Dans une lueur d'espoir pour la productivité, l'enquête a montré que trois quarts des entreprises consacreraient leurs bénéfices aux dépenses d'investissement, suivies par la recherche et le développement.

Seules 22 % d'entre elles ont choisi l'augmentation des salaires comme option.

L'enquête sur les entreprises a interrogé quelque 500 grandes et moyennes entreprises non financières japonaises au cours de la période du 24 novembre au 3 décembre.

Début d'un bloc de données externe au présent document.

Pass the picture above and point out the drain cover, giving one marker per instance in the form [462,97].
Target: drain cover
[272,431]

Environ 240 entreprises ont répondu à l'enquête.

DES DÉCENNIES PERDUES

Les résultats sont également remarquables parce que l'enquête sur les entreprises du mois dernier a montré qu'une faible majorité d'entre elles prévoient de répercuter la hausse des coûts sur les clients ou l'ont déjà fait, ce qui laisse penser que les prix pourraient augmenter avant les salaires.

Les données de l'OCDE montrent que les salaires des employés japonais ont à peine augmenté au cours des 30 dernières années, pendant lesquelles le Japon a connu des "décennies perdues" de croissance stagnante et de déflation écrasante.

Le salaire annuel moyen au Japon était de 38 500 dollars en 2020, soit moins que la moyenne de 49 200 dollars de l'OCDE et que la plupart des pays du G7.

Depuis sa prise de fonction en octobre, M. Kishida a fait pression sur les entreprises japonaises pour qu'elles augmentent les salaires, exhortant celles dont les bénéfices sont revenus à des niveaux pré-pandémiques à augmenter les salaires de 3 % ou plus.

Lorsqu'on leur a demandé de donner une ventilation spécifique du montant d'une augmentation ou d'une réduction prévue, seuls 9 % ont déclaré qu'ils augmenteraient le salaire total des travailleurs, y compris les primes, de 3 % ou plus au cours de la prochaine année fiscale.

Dans une enquête de Reuters réalisée en février, 45 % des entreprises prévoyaient de maintenir les salaires totaux au cours de l'exercice fiscal, 35 % d'entre elles les augmenteraient et 21 % les réduiraient.

"Il n'y a pas d'avenir pour ce pays si le Japon tout entier ne se met pas à augmenter les salaires", a écrit un responsable d'un fabricant de caoutchouc industriel. "La réduction des salaires a laissé derrière elle des problèmes tels que la baisse du taux de natalité."